Sunny days on Sesame Street just got a little dimmer. The non-profit that produces Sesame Street will layoff one-fifth of its workers in an effort to survive the tough times. That amounts to 67 of its 277 staff members.
So far no one has spotted a pink slip in Elmo's fuzzy red hand. What's that thing they were saying about those banks? Right ... he's too big to fail.
The hard-up keep getting worse off. But in a cruel twist of fate, so do the rich! The number of billionaires in the world fell by a third to 793. Billionaire investor Warren Buffett is no longer at the top of the world's richest people list; Bill Gates is back on top. The number of millionaires fell by a quarter but there's 6.7 million of them left, so, you know, that's good.
As if American life isn't 24/7 economic meltdown, now you can have even more. In the next year, you'll be seeing TV shows and plotlines borrowing from the sorrows of your neighbor's life. Should be fun! And we'll still have the wealthy smokers on Mad Men.

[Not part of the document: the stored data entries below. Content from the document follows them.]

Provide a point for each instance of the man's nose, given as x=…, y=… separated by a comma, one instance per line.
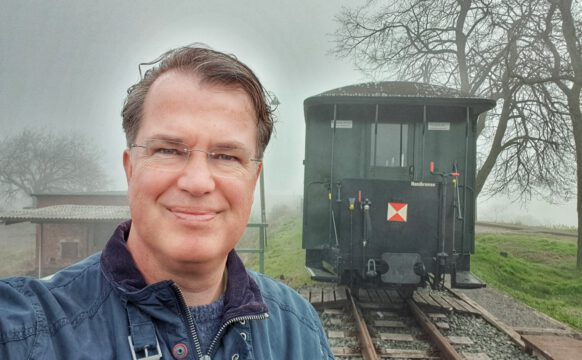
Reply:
x=197, y=177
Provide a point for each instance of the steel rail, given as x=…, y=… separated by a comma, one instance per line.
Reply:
x=448, y=352
x=366, y=344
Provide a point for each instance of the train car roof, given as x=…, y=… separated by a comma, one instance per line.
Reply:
x=400, y=92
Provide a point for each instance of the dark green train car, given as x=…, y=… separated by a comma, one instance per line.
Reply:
x=389, y=184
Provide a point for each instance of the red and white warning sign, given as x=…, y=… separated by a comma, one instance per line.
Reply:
x=397, y=212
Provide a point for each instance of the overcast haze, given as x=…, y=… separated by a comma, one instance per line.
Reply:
x=66, y=65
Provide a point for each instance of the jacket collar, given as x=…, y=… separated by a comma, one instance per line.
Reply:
x=242, y=295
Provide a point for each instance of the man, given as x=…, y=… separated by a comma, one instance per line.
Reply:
x=168, y=283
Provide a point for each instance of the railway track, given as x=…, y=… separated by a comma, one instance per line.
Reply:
x=380, y=324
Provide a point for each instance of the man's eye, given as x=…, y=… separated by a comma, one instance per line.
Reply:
x=166, y=151
x=224, y=157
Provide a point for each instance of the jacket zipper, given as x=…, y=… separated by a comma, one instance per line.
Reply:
x=230, y=321
x=192, y=328
x=189, y=320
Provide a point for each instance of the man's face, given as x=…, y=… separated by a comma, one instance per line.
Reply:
x=190, y=216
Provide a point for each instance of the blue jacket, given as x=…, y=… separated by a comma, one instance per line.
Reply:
x=101, y=308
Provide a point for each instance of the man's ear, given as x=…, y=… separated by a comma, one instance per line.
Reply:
x=127, y=164
x=259, y=169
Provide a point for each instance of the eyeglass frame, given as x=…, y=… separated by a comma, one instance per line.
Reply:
x=187, y=151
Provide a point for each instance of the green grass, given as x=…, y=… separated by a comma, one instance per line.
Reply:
x=284, y=257
x=539, y=271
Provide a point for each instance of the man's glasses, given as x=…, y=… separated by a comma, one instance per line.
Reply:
x=171, y=156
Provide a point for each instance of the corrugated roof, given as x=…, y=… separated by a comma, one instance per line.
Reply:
x=395, y=88
x=67, y=213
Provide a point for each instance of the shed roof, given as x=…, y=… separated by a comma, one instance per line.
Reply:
x=394, y=88
x=401, y=92
x=66, y=213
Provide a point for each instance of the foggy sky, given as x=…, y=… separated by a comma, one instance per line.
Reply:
x=66, y=65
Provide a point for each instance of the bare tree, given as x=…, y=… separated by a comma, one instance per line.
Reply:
x=485, y=48
x=40, y=161
x=554, y=65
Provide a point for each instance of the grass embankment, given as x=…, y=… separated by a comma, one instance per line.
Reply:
x=284, y=257
x=539, y=271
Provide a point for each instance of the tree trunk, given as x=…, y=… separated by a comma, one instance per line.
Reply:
x=573, y=95
x=496, y=147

We'll also have our iPods -- or the newest one for only $79 and it's barely bigger than your thumbnail. Also, it annnounces the songs it's playing since you'd need a microscope were it to actually list them on a screen.
This is for all you students of Human Nature: Ted Haggard, the disgraced evangelical minister who was outed by his meth partner and paid escort, was spotted at a New York City play about evangelical culture in Colorado. Big plot point: Ted Haggard's downfall. Was that fun for him? Therapeutic? A humiliating surprise?